Me encogí de hombros deliberadamente. Habría pasado por alto este detalle desagradable pero, como luego se verá, la cuba de blanqueo de Lenia fue decisiva para el caso.

Como moraba en la sexta planta de un bloque que no estaba mejor equipado que otros tugurios de Roma, hacía mucho tiempo que el cubo de Lenia se había convertido en un amigo. Con amabilidad Lenia dijo a mi acompañante:

–Querida, las muchachitas lo hacen detrás de las barras de carda.
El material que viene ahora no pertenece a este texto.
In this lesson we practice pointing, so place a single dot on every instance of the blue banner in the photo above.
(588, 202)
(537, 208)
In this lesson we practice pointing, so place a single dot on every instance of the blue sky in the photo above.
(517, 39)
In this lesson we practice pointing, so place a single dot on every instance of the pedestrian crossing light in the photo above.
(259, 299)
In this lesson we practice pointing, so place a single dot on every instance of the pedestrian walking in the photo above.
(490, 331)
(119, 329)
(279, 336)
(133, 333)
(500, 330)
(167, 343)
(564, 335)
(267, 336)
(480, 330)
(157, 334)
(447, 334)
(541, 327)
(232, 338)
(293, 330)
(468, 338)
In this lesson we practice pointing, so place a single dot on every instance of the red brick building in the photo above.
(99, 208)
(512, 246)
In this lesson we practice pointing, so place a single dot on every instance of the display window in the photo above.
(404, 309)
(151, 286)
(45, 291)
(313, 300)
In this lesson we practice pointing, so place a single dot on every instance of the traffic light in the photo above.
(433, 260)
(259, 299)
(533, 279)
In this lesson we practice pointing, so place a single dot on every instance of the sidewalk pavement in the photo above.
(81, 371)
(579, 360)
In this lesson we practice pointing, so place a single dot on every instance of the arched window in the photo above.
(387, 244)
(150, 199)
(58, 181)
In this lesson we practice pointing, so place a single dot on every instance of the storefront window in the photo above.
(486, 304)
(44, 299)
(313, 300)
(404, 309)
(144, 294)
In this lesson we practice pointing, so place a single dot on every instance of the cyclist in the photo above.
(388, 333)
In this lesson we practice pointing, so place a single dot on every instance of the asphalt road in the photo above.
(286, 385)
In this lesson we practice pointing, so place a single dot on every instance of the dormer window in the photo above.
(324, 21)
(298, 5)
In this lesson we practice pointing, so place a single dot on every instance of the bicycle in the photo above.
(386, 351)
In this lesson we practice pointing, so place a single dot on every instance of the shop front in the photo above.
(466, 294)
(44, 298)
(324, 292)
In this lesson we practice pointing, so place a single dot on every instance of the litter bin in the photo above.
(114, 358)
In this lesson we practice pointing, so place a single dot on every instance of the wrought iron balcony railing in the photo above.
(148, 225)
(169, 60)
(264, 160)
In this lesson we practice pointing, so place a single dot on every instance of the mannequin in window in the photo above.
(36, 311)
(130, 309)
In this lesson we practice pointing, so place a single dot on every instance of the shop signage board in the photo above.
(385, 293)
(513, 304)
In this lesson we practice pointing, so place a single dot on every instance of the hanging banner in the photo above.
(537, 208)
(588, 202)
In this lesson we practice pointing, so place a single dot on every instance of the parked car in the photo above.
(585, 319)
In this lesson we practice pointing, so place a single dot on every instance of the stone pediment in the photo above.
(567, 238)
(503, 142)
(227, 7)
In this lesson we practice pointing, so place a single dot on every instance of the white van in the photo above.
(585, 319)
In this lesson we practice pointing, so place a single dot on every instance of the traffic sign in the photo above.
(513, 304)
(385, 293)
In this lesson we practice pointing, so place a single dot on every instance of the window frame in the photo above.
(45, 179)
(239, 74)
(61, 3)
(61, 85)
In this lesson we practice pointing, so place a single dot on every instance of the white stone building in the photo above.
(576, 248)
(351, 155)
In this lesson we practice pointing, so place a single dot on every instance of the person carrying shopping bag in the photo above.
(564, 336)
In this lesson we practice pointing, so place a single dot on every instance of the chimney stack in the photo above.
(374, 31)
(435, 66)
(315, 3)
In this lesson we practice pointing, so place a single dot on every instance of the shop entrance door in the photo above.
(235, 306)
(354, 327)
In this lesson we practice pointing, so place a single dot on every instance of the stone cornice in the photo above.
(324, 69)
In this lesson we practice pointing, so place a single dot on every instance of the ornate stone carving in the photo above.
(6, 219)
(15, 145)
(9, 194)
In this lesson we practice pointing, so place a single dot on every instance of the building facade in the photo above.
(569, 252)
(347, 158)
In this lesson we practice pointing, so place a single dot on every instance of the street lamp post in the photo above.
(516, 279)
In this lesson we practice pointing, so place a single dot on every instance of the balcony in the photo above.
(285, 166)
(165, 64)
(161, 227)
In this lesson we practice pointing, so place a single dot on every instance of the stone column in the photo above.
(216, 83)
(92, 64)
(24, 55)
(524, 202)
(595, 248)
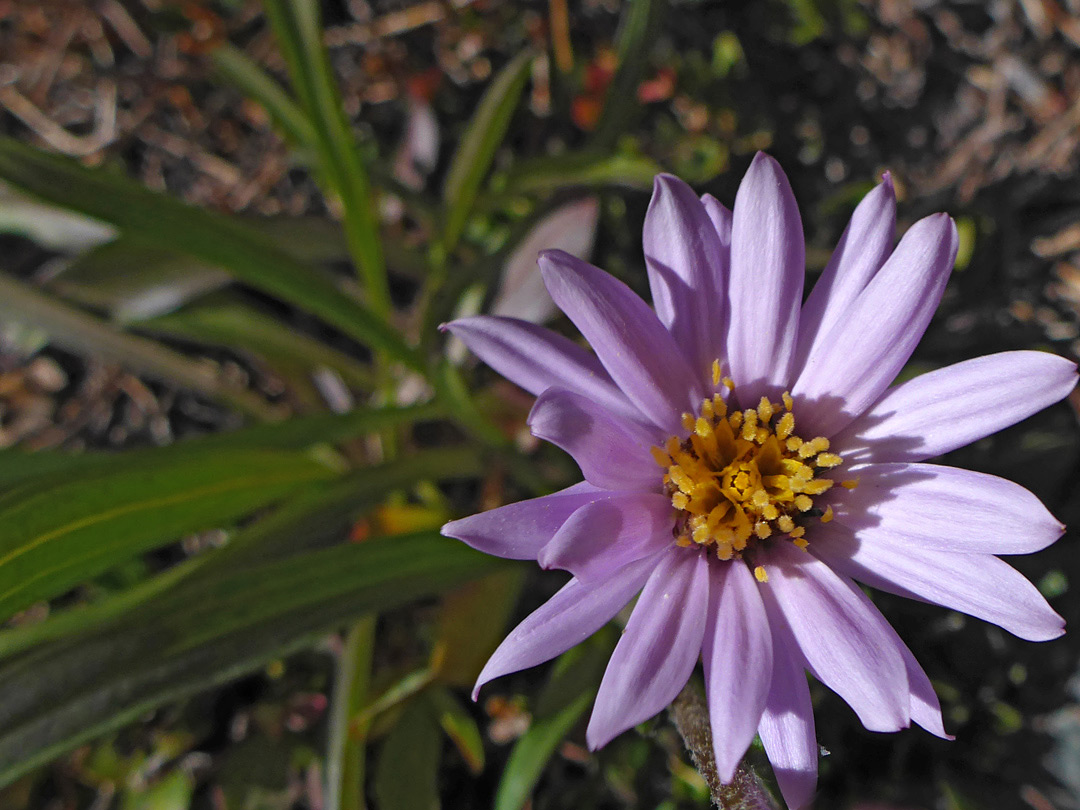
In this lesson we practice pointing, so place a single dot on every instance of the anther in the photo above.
(828, 460)
(662, 459)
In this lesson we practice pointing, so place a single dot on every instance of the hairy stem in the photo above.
(745, 792)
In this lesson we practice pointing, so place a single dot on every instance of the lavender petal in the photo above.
(606, 535)
(659, 649)
(538, 359)
(861, 252)
(944, 508)
(786, 727)
(687, 269)
(738, 660)
(766, 284)
(637, 351)
(977, 584)
(953, 406)
(566, 619)
(844, 638)
(862, 354)
(611, 453)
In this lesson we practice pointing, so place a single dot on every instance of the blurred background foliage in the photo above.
(230, 428)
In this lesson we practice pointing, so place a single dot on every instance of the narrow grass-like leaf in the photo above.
(63, 529)
(217, 240)
(79, 332)
(567, 696)
(316, 516)
(586, 170)
(407, 773)
(235, 67)
(133, 282)
(17, 467)
(471, 623)
(459, 726)
(205, 631)
(532, 751)
(298, 28)
(234, 324)
(478, 145)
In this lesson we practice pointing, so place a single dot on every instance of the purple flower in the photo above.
(745, 462)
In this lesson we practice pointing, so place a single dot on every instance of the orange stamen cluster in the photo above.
(743, 476)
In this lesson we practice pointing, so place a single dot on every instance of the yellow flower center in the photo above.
(743, 476)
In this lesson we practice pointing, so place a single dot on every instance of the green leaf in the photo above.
(406, 778)
(459, 726)
(235, 67)
(532, 751)
(588, 170)
(79, 332)
(207, 630)
(569, 692)
(62, 530)
(217, 240)
(298, 28)
(133, 282)
(471, 624)
(316, 516)
(232, 323)
(17, 467)
(478, 144)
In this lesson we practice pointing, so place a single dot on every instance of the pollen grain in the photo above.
(742, 477)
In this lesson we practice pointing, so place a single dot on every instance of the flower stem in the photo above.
(745, 791)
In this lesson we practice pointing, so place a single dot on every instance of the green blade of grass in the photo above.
(221, 241)
(482, 138)
(298, 29)
(205, 631)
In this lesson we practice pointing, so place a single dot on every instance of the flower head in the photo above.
(745, 462)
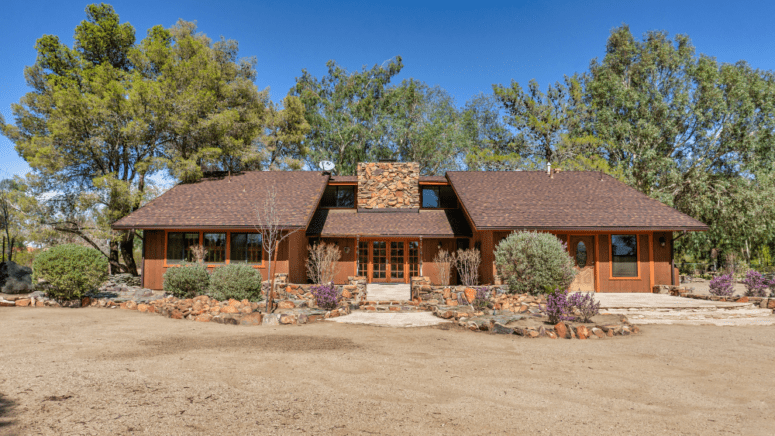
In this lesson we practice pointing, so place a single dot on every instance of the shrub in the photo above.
(584, 305)
(444, 260)
(71, 270)
(187, 280)
(722, 286)
(557, 306)
(237, 281)
(534, 262)
(755, 284)
(326, 296)
(467, 263)
(323, 262)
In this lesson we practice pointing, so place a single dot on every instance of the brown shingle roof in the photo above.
(224, 202)
(571, 200)
(349, 222)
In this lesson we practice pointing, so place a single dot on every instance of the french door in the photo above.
(389, 261)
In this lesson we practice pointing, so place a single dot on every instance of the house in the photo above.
(390, 222)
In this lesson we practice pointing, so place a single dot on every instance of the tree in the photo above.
(272, 235)
(346, 114)
(106, 114)
(424, 126)
(689, 131)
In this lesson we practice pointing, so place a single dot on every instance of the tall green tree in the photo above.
(688, 130)
(106, 114)
(346, 113)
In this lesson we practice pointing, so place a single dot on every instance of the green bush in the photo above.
(187, 280)
(235, 281)
(532, 262)
(71, 270)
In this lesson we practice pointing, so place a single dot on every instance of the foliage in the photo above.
(467, 262)
(187, 280)
(755, 284)
(557, 307)
(722, 286)
(71, 270)
(584, 306)
(482, 299)
(532, 262)
(323, 262)
(326, 296)
(444, 261)
(235, 281)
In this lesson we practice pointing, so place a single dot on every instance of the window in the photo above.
(438, 197)
(215, 247)
(338, 196)
(179, 246)
(581, 254)
(624, 256)
(245, 248)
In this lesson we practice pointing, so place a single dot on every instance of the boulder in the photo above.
(15, 279)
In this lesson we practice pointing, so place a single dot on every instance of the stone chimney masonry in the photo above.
(389, 185)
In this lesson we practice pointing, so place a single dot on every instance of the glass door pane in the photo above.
(379, 259)
(397, 261)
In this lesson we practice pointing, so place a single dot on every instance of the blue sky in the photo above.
(462, 47)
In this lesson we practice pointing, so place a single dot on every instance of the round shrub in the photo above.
(187, 280)
(532, 262)
(235, 281)
(71, 270)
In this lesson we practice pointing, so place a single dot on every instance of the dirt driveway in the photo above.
(97, 371)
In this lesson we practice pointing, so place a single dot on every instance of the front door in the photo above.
(582, 250)
(392, 261)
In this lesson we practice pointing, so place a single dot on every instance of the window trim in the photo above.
(438, 187)
(611, 256)
(201, 240)
(337, 186)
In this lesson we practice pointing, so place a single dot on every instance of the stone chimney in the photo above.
(389, 185)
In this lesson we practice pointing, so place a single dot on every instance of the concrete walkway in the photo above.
(415, 319)
(388, 292)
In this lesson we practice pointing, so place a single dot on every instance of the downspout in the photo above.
(672, 257)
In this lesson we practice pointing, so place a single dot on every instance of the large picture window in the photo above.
(438, 197)
(245, 248)
(215, 244)
(624, 256)
(338, 196)
(180, 245)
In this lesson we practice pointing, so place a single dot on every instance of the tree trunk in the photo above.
(127, 246)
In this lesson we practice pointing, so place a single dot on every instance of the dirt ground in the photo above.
(97, 371)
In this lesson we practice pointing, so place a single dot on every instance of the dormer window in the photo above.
(438, 197)
(339, 196)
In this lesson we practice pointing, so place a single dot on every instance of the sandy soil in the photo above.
(97, 371)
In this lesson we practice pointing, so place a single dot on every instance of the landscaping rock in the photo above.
(15, 279)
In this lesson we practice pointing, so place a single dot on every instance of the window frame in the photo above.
(438, 188)
(211, 265)
(336, 196)
(637, 257)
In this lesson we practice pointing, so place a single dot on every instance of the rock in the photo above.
(286, 304)
(501, 329)
(255, 318)
(15, 279)
(561, 330)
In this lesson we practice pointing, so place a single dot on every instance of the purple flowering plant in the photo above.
(722, 286)
(326, 296)
(755, 284)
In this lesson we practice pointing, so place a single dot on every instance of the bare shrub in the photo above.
(467, 263)
(444, 261)
(323, 262)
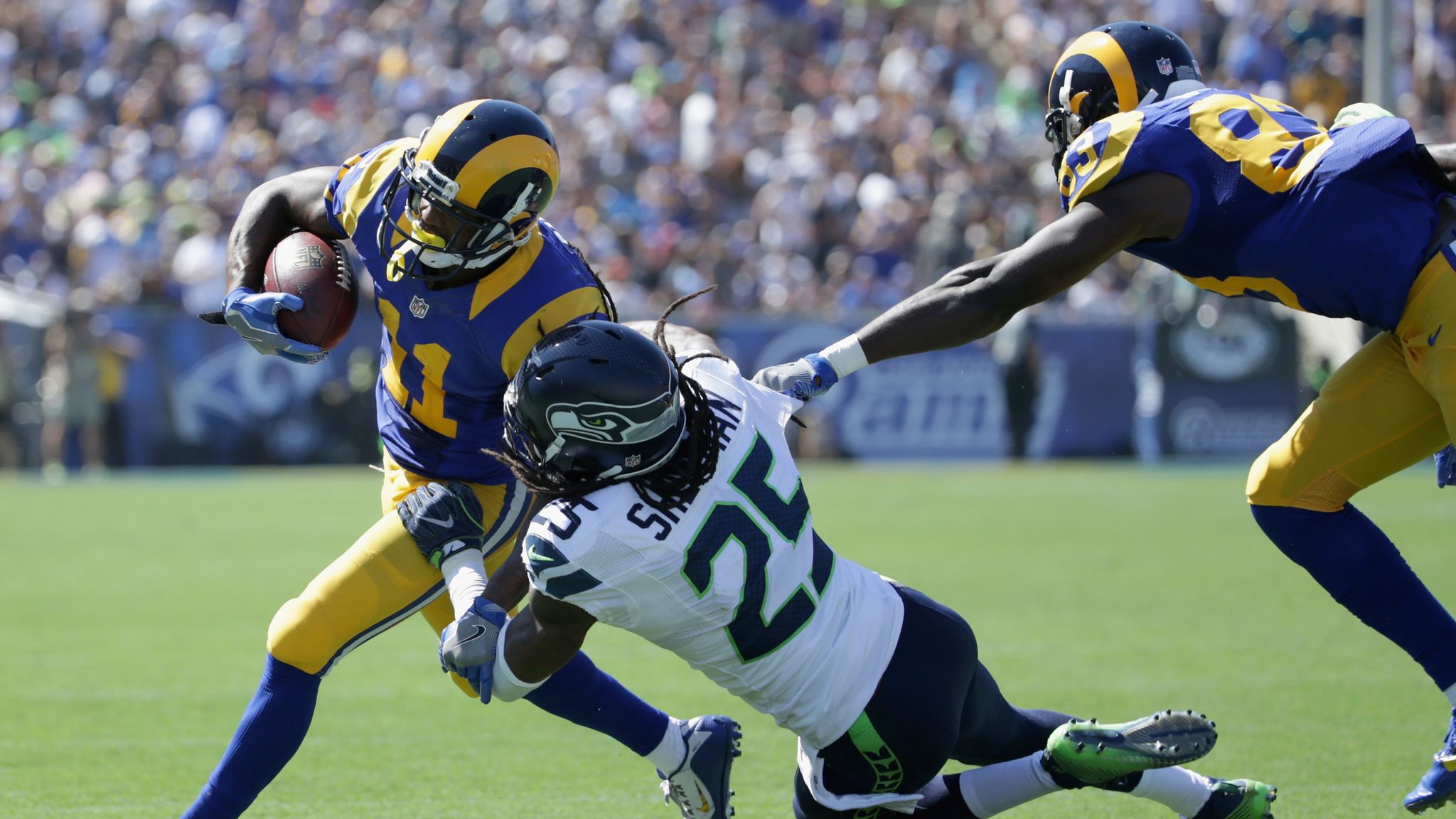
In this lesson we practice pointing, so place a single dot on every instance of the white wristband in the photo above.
(465, 577)
(845, 356)
(504, 684)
–¡Lenia, no incomodes a mi delicada clienta!

Me ruboricé en su nombre.

–A decir verdad, salí de casa deprisa y corriendo…

Delicada pero desesperada, mi clienta salió disparada tras las barras donde colgaban la ropa seca de los hombros, atravesada por postes, para rascarla con cardas que peinaban la pelusa. Mientras esperaba, llené mi cubo habitual y hablé con Lenia del calor, como suele hacerse. Cinco minutos después el tema estaba agotado.

–¡Falco, piérdete! – gritó una cardadora mientras miraba entre las barras. Ni señales de mi clienta.

De haber sido menos atractiva, lo habría dejado estar. Pero era muy atractiva… y yo no tenía motivos para ceder a otro ese tipo de inocencia. Lancé una maldición, pasé torpemente junto a la gigantesca escurridora y salí al patio de la lavandería.

En el hogar se calentaba el agua de pozo utilizada para las coladas. Había prendas extendidas sobre bastidores de mimbre situados encima de braseros de azufre hirviente que, por intermedio de una misteriosa química, incorporan blancura adicional. Había varios jóvenes que se mofaron de mi furia y había un olor espantoso. Pero no había clienta. De un salto salvé una carretilla y me largué rápidamente calle abajo.

La muchacha había atravesado los hornos negros de humo de la tintorería, franqueado el estercolero y estaba a mitad de camino entre las jaulas de aves de corral donde varios gansos de patas doloridas y un abatido flamenco color cereza descansaban para acudir al mercado al día siguiente. Cuando me acerqué vi que la joven se había detenido, cortado el paso por un cordelero que se desabrochaba el cinturón de sus ciento quince kilos de peso para facilitar la tarea de violarla con esa brutalidad sin trascendencia que por estos lares se interpreta como apreciación de la figura femenina. Di amablemente las gracias al cordelero por cuidar de la muchacha y me la llevé antes de que uno u otra protestaran.

Se trataba de una clienta cuyo contrato tendría que cumplirse atándola a mi muñeca con un buen trozo de cuerda.